The dust has settled in Kazan, the stadium is being put back for football and the swimming world championships are fading into the record books. The perfect time then, to consider the British performance with a measured eye, rather than the impassioned glee that accompanied the best ever medal return that the team delivered, to see what the result means in terms of overall improvement from the disappointments of London and Barcelona.
Firstly then the medals; 9 trips to the podium, including 7 in Olympic events, was the best Britain has ever produced at a world championship, surpassing the 8 won in 2003 and 1975. Arguably the latter performance in Cali was better, achieved as it was without 50m events and no mixed relays, but comparisons with 1975 are difficult as the sport is very different now, with many more nations competing. A direct comparison on like for like events would give the 2015 shoal 7 medals, but importantly, 3 gold compared to 2 in 1975 so there is a strong case that they better their predecessors anyway.
Similarly for 2003, the mixed relays need to be discounted, but again 2015’s crop walked away with more gold than their 2003 forebears, and more medals in Olympic events too. Hence it’s fair to say that Kazan delivered the best ever GB performance at this level in terms of medals secured.
Which brings us to the performance as a whole. Any assessment of the team is not intended to target individuals, but instead to see how overall trends emerge in the preparation of a team. After all it is statistically unlikely that everyone on a team of 36 will manage to be at their absolute peak all together, which is the reason any successful squad needs to have numerous potential medalists amongst their ranks and not to depend too heavily on one or two individuals.
So overall, considering individual swims only, Kazan was a step on from London and Barcelona on most fronts; medals, season’s bests and finalists all improved on the last two global meets and certainly a team where over half of the athletes produced their season’s best performance is a good bounce back from the very low figures seen in 2012.
|2013 (Olympic events)
|2015 (Olympic events)
It also shows in the fact that the medal haul was very close to the season’s potential; if everybody had swum their season best in Kazan, Britain would have secured only one extra medal. More would have been available with everyone at their PB, which raises another question.

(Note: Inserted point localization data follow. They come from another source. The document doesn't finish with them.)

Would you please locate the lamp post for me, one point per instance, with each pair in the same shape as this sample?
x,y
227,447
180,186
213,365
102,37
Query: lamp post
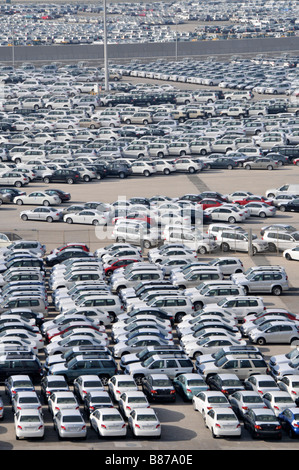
x,y
106,71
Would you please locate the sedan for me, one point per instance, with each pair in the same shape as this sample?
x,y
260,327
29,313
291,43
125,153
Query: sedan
x,y
45,214
223,422
97,399
242,401
85,384
262,423
278,401
158,387
144,422
28,424
87,217
26,400
70,424
208,399
61,401
289,419
261,209
108,422
291,254
119,384
37,198
188,385
132,400
226,383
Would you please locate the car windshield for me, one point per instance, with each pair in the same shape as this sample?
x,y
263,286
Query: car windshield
x,y
146,418
72,419
266,418
30,419
162,383
226,417
111,417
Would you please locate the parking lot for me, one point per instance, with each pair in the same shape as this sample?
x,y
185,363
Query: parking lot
x,y
182,427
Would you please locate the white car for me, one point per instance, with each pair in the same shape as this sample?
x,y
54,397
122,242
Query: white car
x,y
58,401
144,422
43,214
290,384
70,424
129,401
260,209
28,424
261,383
37,198
87,216
226,214
291,254
85,384
208,399
278,401
108,422
26,400
223,422
118,384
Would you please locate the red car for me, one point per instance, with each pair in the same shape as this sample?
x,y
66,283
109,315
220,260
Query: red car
x,y
120,263
206,203
248,199
71,245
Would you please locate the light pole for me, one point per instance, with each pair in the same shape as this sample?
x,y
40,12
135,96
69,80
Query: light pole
x,y
106,71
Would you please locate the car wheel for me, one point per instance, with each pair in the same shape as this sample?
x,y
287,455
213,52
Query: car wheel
x,y
261,341
198,305
276,290
225,247
147,244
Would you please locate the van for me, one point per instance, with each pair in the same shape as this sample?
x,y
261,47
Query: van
x,y
149,351
21,366
286,188
242,365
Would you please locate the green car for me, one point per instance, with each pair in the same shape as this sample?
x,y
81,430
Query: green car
x,y
85,365
188,385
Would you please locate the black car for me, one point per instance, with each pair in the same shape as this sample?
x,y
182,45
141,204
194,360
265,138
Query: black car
x,y
291,206
262,423
21,366
65,197
118,169
158,387
52,260
225,383
63,176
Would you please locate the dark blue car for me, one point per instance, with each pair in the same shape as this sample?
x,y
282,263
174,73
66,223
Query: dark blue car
x,y
289,419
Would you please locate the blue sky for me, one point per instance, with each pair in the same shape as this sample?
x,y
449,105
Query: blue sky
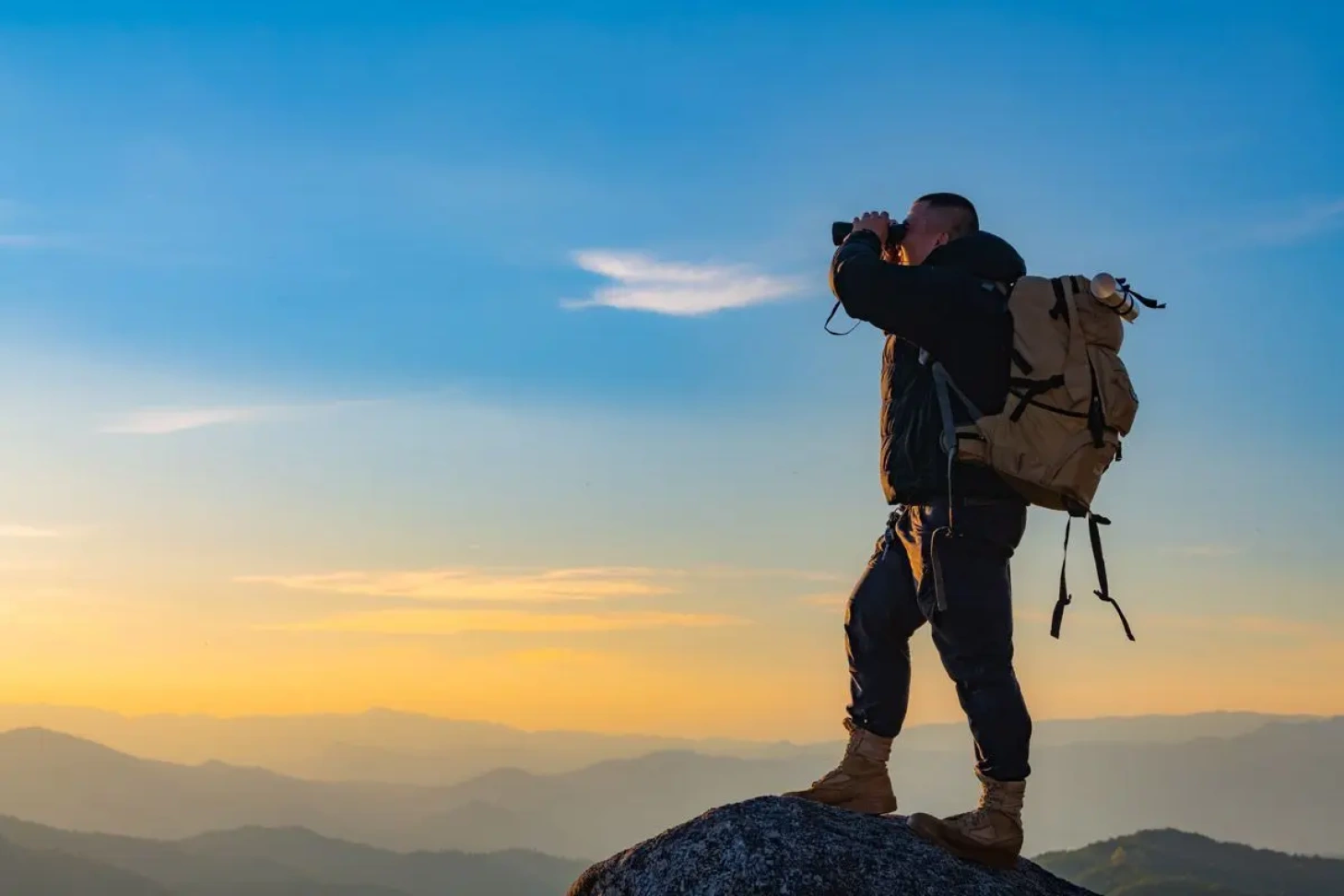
x,y
312,289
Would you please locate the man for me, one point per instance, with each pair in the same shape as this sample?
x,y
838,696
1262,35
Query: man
x,y
937,301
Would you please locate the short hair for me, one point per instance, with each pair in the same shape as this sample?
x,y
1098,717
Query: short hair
x,y
965,220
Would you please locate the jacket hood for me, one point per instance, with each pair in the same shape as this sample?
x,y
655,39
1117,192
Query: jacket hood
x,y
980,254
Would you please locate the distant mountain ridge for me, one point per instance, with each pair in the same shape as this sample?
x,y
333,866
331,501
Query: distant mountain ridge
x,y
399,747
257,861
1079,794
1176,863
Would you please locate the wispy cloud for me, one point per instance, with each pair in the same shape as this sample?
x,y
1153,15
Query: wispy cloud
x,y
15,531
513,584
160,422
1305,631
434,620
674,288
164,420
1308,222
828,601
22,241
1205,549
593,584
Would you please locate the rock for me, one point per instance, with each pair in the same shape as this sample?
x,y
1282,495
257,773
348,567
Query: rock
x,y
786,846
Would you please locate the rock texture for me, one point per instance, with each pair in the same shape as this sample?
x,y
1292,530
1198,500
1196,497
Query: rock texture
x,y
784,846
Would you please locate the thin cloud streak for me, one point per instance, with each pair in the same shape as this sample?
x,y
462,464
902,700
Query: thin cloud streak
x,y
674,288
590,584
178,419
433,620
161,422
22,241
15,531
516,584
1308,222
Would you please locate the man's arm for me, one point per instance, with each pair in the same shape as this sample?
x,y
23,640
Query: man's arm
x,y
918,304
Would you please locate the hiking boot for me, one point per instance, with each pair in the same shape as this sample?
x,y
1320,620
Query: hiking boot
x,y
991,834
860,782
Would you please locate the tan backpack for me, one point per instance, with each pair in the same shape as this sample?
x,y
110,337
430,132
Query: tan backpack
x,y
1070,403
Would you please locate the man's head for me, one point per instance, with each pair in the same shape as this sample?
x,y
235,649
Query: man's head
x,y
935,220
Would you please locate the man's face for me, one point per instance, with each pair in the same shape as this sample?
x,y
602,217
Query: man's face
x,y
926,230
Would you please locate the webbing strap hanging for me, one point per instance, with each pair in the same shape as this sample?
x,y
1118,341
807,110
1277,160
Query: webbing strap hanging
x,y
1102,593
1065,598
827,325
942,387
1093,522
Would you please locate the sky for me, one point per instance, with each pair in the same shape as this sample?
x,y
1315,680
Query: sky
x,y
472,361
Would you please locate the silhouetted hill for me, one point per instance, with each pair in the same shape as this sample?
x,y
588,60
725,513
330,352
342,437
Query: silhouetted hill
x,y
1173,863
260,861
43,872
401,747
1077,794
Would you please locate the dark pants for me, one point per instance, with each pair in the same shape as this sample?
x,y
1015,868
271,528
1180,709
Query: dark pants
x,y
973,636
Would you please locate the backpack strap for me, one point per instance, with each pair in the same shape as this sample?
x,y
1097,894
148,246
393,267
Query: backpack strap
x,y
1103,593
944,385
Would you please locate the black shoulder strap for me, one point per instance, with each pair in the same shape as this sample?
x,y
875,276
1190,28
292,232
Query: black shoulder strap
x,y
1102,593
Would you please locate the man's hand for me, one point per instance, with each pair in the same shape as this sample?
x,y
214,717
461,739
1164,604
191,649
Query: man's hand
x,y
877,222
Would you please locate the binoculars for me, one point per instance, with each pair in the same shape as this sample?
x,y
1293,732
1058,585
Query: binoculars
x,y
895,232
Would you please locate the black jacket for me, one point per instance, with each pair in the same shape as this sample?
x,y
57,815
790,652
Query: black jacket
x,y
944,308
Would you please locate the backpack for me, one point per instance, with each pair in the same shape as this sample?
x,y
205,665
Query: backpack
x,y
1070,403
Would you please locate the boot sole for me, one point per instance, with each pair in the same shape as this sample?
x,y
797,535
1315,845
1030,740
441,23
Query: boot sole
x,y
930,831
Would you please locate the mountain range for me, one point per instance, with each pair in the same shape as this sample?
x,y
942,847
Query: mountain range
x,y
37,860
399,747
1079,793
1176,863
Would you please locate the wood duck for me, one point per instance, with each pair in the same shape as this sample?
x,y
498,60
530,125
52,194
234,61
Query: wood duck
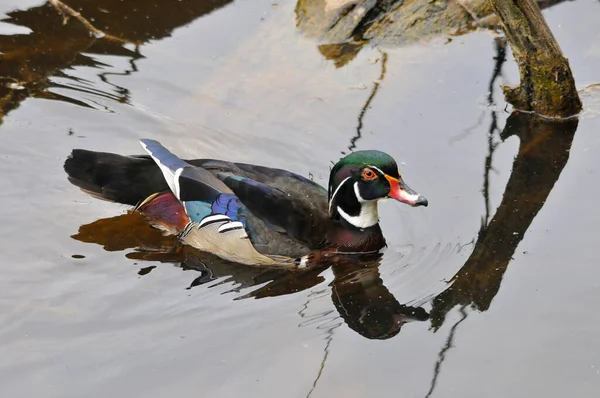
x,y
246,213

The proportion of lifetime bests was still worryingly low, especially given that Hannah Miley and Liam Tancock aside, the entire team has bests dating from this year or last, ruling out assistance from a shiny suit, and thus it would be hoped swimmers would be moving those on at the major meet of the year. Looking closer still, 18 of 45 individual events failed to deliver swims within 1% of their lifetime best.
This wasn’t an issue at Commonwealths and Europeans last year, which saw PB’s at every turn, which leads to one possible explanation for the drop off from 2014 to 2015, the problem of getting an evening swim at world level. This was a particular issue in 2013, but one that improved considerably this year; 73% of individual event swims saw athletes out of the heats and into the evening session. Clearly it helps the medal table when you have swimmers of the calibre of Adam Peaty, who can win gold when not swimming their best, but it’s an area to look at for next year if the team is not to be carried by him. Certainly best times will be needed in Rio if the team is to come close to this performance next year; look after those and the results will look after themselves.
Another interesting aspect of the performance was the shift from women to men. For many years Britain’s women have outperformed the men; indeed 2003 was the last time the men outscored the women in the FINA championship trophy, which scores results for finalists and semi-finalists, but they were still equal in medals 4-all. This time the men were way ahead of the women in the scoring and also dominated the medal haul 6 to 2 (setting the mixed relay aside). Add to that the fact that the the women’s team only produced a single PB and it could be considered a performance short of potential; it may only be a blip but it’s certainly an area of concern.
It’s clear that Britain had an outstanding meet in Kazan, with strides forward being made in most areas and in particular in the “gold” column of the medal table. There is, however, no room for complacency; to some extent the excellence on the medal table hides a few small warning signs ahead of Olympic year. Of course, this could be taken as a positive; an excellent set of results with obvious potential for more to be added. For now though, the team can deservedly enjoy the fruits of their considerable success.